Many people believe that happiness depends on positive circumstances.  Interestingly, studies have found that only 10%-20% of your happiness comes from circumstances.  The other 80%-90% results from your outlook on life.  People have a happiness set-point, to which they return within a year of a positive or negative event.  What you think about life matters much more than your circumstances.  When you think life should be better than it is, you feel discouraged and disappointed.

Four forces behind higher expectations


In 1950, the average single-family house was 983 square feet.  In 1970, it rose to 1,500.  As of 2010, the average size was 2,392.  And it doesn’t stop there.  Televisions, cable TV, smart phones, our wardrobes.   Prosperity has raised our expectations of what is considered normal.


The media feeds into that.  Commercials that constantly tell us what we deserve.  Reality television that skews reality.  Celebrity magazines make us expect that our lives should be as good as theirs.

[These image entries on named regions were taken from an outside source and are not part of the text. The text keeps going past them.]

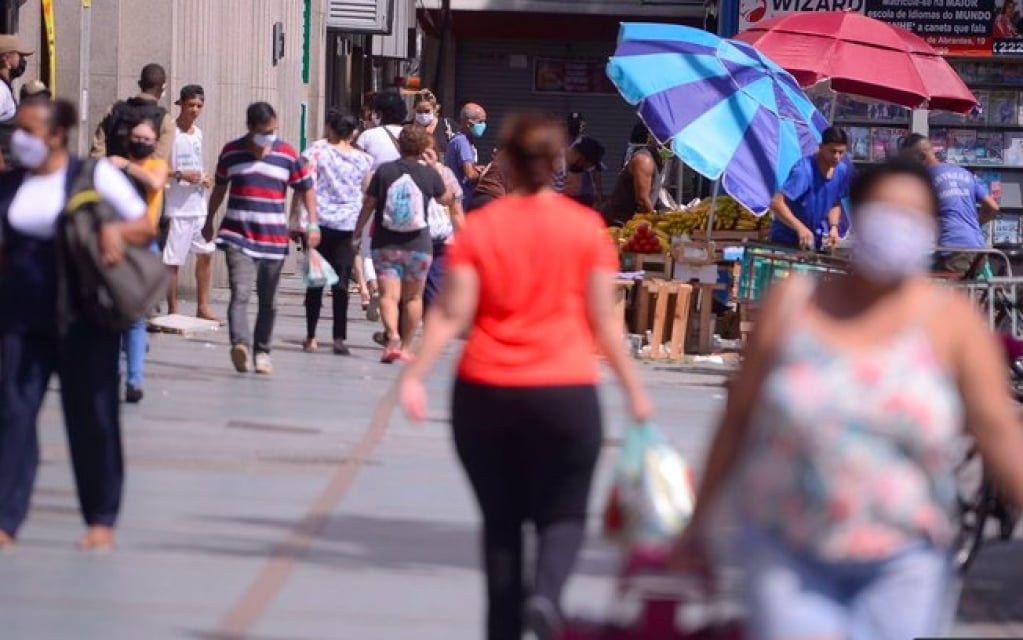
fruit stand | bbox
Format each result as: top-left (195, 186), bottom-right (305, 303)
top-left (609, 196), bottom-right (770, 360)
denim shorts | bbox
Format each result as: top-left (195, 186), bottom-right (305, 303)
top-left (372, 247), bottom-right (434, 282)
top-left (744, 530), bottom-right (954, 640)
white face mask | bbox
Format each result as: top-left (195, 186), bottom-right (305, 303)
top-left (253, 133), bottom-right (277, 147)
top-left (852, 202), bottom-right (938, 284)
top-left (10, 129), bottom-right (50, 170)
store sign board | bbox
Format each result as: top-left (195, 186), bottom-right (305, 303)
top-left (739, 0), bottom-right (1006, 56)
top-left (533, 57), bottom-right (618, 95)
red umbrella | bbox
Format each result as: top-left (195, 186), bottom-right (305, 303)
top-left (736, 11), bottom-right (977, 113)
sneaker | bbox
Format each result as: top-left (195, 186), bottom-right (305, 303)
top-left (125, 384), bottom-right (143, 405)
top-left (366, 293), bottom-right (381, 322)
top-left (256, 354), bottom-right (273, 375)
top-left (231, 342), bottom-right (249, 373)
top-left (526, 595), bottom-right (562, 640)
top-left (381, 339), bottom-right (401, 364)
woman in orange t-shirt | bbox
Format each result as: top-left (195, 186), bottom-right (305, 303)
top-left (109, 120), bottom-right (170, 403)
top-left (400, 116), bottom-right (652, 640)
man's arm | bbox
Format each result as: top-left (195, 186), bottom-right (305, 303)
top-left (455, 136), bottom-right (482, 183)
top-left (980, 195), bottom-right (1002, 225)
top-left (153, 113), bottom-right (178, 162)
top-left (203, 184), bottom-right (227, 242)
top-left (299, 189), bottom-right (320, 248)
top-left (828, 203), bottom-right (842, 248)
top-left (629, 153), bottom-right (656, 214)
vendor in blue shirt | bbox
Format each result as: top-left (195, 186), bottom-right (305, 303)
top-left (770, 127), bottom-right (852, 249)
top-left (902, 133), bottom-right (998, 273)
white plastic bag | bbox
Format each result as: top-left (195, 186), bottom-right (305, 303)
top-left (302, 248), bottom-right (341, 289)
top-left (604, 424), bottom-right (696, 547)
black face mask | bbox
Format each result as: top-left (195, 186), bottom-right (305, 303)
top-left (128, 142), bottom-right (157, 159)
top-left (10, 55), bottom-right (29, 80)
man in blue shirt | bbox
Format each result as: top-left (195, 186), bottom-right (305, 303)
top-left (770, 127), bottom-right (852, 249)
top-left (444, 102), bottom-right (487, 211)
top-left (902, 133), bottom-right (998, 273)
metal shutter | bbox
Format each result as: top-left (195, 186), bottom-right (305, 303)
top-left (460, 40), bottom-right (636, 188)
top-left (326, 0), bottom-right (395, 34)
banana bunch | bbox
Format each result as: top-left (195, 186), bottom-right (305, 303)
top-left (623, 196), bottom-right (770, 237)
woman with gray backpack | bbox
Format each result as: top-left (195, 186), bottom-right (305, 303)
top-left (0, 96), bottom-right (153, 550)
top-left (355, 125), bottom-right (451, 364)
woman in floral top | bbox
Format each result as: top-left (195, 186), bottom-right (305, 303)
top-left (674, 162), bottom-right (1023, 640)
top-left (303, 109), bottom-right (373, 356)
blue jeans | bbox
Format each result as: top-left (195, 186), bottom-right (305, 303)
top-left (122, 242), bottom-right (158, 388)
top-left (745, 532), bottom-right (951, 640)
top-left (422, 242), bottom-right (447, 311)
top-left (123, 318), bottom-right (148, 388)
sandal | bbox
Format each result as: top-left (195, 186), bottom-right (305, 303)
top-left (381, 338), bottom-right (401, 364)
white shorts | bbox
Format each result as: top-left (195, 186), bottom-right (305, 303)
top-left (164, 216), bottom-right (217, 267)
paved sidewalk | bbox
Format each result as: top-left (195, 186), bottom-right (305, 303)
top-left (0, 280), bottom-right (1023, 640)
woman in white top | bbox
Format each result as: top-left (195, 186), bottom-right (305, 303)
top-left (0, 96), bottom-right (154, 549)
top-left (294, 108), bottom-right (373, 356)
top-left (355, 91), bottom-right (408, 322)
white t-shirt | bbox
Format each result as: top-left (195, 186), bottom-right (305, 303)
top-left (0, 81), bottom-right (17, 122)
top-left (166, 127), bottom-right (206, 218)
top-left (7, 159), bottom-right (146, 240)
top-left (355, 125), bottom-right (401, 171)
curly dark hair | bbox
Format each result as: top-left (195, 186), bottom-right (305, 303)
top-left (372, 91), bottom-right (408, 125)
top-left (398, 125), bottom-right (431, 157)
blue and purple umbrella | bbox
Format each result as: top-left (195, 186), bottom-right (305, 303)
top-left (608, 22), bottom-right (842, 221)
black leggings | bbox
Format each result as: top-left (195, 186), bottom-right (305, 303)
top-left (451, 379), bottom-right (602, 640)
top-left (306, 227), bottom-right (355, 340)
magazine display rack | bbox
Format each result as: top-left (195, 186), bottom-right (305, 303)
top-left (811, 57), bottom-right (1023, 245)
top-left (929, 58), bottom-right (1023, 245)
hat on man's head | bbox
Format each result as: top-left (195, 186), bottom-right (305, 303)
top-left (0, 34), bottom-right (36, 55)
top-left (20, 80), bottom-right (50, 100)
top-left (175, 85), bottom-right (206, 104)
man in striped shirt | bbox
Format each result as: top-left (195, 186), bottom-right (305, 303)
top-left (203, 102), bottom-right (320, 374)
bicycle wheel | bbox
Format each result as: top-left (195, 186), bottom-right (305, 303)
top-left (952, 448), bottom-right (993, 574)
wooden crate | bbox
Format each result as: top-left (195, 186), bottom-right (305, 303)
top-left (636, 280), bottom-right (693, 360)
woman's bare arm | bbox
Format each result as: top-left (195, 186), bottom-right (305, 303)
top-left (586, 269), bottom-right (654, 422)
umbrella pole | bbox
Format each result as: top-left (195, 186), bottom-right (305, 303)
top-left (707, 180), bottom-right (721, 242)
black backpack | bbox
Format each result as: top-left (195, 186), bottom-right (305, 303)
top-left (56, 158), bottom-right (169, 332)
top-left (103, 97), bottom-right (167, 157)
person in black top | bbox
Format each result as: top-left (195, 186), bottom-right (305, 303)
top-left (0, 97), bottom-right (153, 550)
top-left (355, 125), bottom-right (451, 363)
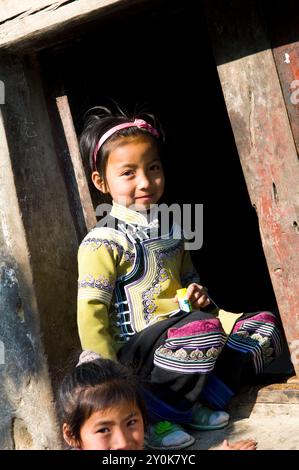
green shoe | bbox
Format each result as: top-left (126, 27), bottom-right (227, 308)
top-left (186, 405), bottom-right (229, 431)
top-left (144, 421), bottom-right (195, 450)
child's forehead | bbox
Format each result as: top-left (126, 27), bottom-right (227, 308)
top-left (90, 400), bottom-right (141, 422)
top-left (108, 136), bottom-right (159, 164)
top-left (106, 134), bottom-right (157, 153)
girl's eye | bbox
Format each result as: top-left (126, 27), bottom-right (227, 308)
top-left (127, 418), bottom-right (138, 426)
top-left (150, 163), bottom-right (161, 171)
top-left (97, 428), bottom-right (110, 434)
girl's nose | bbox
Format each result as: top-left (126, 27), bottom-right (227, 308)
top-left (138, 174), bottom-right (151, 189)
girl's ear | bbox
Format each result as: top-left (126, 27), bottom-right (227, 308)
top-left (91, 171), bottom-right (109, 194)
top-left (62, 423), bottom-right (81, 449)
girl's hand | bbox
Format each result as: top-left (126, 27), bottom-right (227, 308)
top-left (173, 282), bottom-right (210, 309)
top-left (219, 439), bottom-right (257, 450)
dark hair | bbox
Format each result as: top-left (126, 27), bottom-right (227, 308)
top-left (80, 103), bottom-right (164, 187)
top-left (59, 358), bottom-right (147, 442)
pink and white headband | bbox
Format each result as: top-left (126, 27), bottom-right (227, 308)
top-left (93, 119), bottom-right (159, 168)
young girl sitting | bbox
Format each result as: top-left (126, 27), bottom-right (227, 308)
top-left (78, 104), bottom-right (281, 449)
top-left (59, 351), bottom-right (256, 450)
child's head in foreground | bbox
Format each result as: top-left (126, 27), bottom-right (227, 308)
top-left (80, 107), bottom-right (164, 210)
top-left (59, 351), bottom-right (145, 450)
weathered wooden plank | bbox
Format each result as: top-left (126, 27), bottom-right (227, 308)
top-left (56, 96), bottom-right (97, 231)
top-left (0, 0), bottom-right (68, 23)
top-left (0, 0), bottom-right (145, 51)
top-left (205, 0), bottom-right (299, 375)
top-left (269, 0), bottom-right (299, 163)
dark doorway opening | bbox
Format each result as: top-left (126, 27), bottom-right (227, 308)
top-left (40, 1), bottom-right (276, 311)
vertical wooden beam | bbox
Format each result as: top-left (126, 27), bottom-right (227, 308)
top-left (205, 0), bottom-right (299, 375)
top-left (56, 96), bottom-right (97, 231)
top-left (1, 57), bottom-right (79, 386)
top-left (0, 56), bottom-right (62, 450)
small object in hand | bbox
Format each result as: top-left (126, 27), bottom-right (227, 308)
top-left (176, 288), bottom-right (192, 312)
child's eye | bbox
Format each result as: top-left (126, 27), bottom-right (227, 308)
top-left (127, 418), bottom-right (138, 426)
top-left (150, 163), bottom-right (161, 171)
top-left (97, 428), bottom-right (110, 434)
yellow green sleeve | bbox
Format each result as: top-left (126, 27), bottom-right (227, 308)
top-left (77, 241), bottom-right (116, 360)
top-left (181, 251), bottom-right (200, 287)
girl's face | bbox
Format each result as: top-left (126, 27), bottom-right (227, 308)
top-left (72, 401), bottom-right (144, 450)
top-left (92, 136), bottom-right (164, 210)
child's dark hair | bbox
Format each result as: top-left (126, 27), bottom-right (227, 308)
top-left (80, 104), bottom-right (164, 183)
top-left (59, 358), bottom-right (147, 442)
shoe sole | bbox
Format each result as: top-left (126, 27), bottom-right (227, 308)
top-left (185, 420), bottom-right (229, 431)
top-left (144, 436), bottom-right (195, 450)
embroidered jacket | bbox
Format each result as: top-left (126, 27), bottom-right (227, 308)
top-left (78, 203), bottom-right (199, 359)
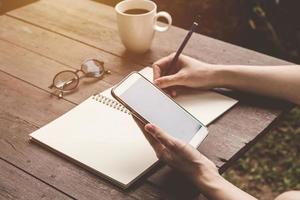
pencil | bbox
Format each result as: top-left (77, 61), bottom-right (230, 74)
top-left (165, 16), bottom-right (199, 75)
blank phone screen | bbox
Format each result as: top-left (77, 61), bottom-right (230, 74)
top-left (119, 77), bottom-right (201, 143)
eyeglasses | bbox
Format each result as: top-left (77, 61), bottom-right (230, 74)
top-left (49, 59), bottom-right (111, 98)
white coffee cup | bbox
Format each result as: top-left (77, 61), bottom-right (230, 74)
top-left (115, 0), bottom-right (172, 53)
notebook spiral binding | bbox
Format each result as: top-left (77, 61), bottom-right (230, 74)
top-left (92, 94), bottom-right (131, 115)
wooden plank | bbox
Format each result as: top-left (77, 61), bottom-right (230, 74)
top-left (1, 0), bottom-right (294, 197)
top-left (149, 96), bottom-right (291, 199)
top-left (7, 0), bottom-right (287, 65)
top-left (0, 158), bottom-right (71, 200)
top-left (0, 5), bottom-right (290, 198)
top-left (0, 40), bottom-right (112, 103)
top-left (0, 72), bottom-right (173, 199)
top-left (0, 16), bottom-right (141, 76)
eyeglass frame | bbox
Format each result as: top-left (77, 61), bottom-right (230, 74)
top-left (48, 58), bottom-right (111, 98)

Technology allows you to customize your life.  You can shop from a cafeteria of television channels and select shows to fit your tastes.  Lower electronics prices allow every family member to watch exactly what they want when they want it.  Internet news has the same effect.  You can choose the political slant and hear only what you want to hear.  Social Media helps you connect with people who think exactly like you.  It’s easy to believe that all of life should work just the way you want, and as controllable as your remote.

World View

  • Cause and Effect: Everything that happens is because of something that either I or someone else did.  Thus, when something bad happens, someone must be at fault.  With this world view, anything that doesn’t fit the model causes distress.  Dealing with difficult circumstances is difficult enough.  When real life collides with your world view, your entire world can collapse.
  • Justice:  Belief that everything has to be fair and right.  When bad things happen, we believe that it should be balanced out by something good.  No one likes bad things to happen to them.  But happen they will.  Our growth and happiness is directly related to our ability to persist through difficulty.  When we expect life to always be fair, we deal not only with the problem, but also our reaction to the injustice of it all.
  • Human Nature:  If you believe that man is always good, you will often be disappointed or worse.  People get tired, sick, stressed.  They don’t always act “good”.  And some people have let their evil nature override whatever good is in them.  If you believe that man is evil, you will always be looking for bad to happen.  Because your mind is focused on evil, you are more likely to find it.  I had a co-worker that believed that all men were chauvinists.  Every action taken by our male co-workers was interpreted in that light.  In addition, her attitude toward them came out in her body language and behavior.  They were more likely to react negatively toward her, thus perpetuating her stereotype.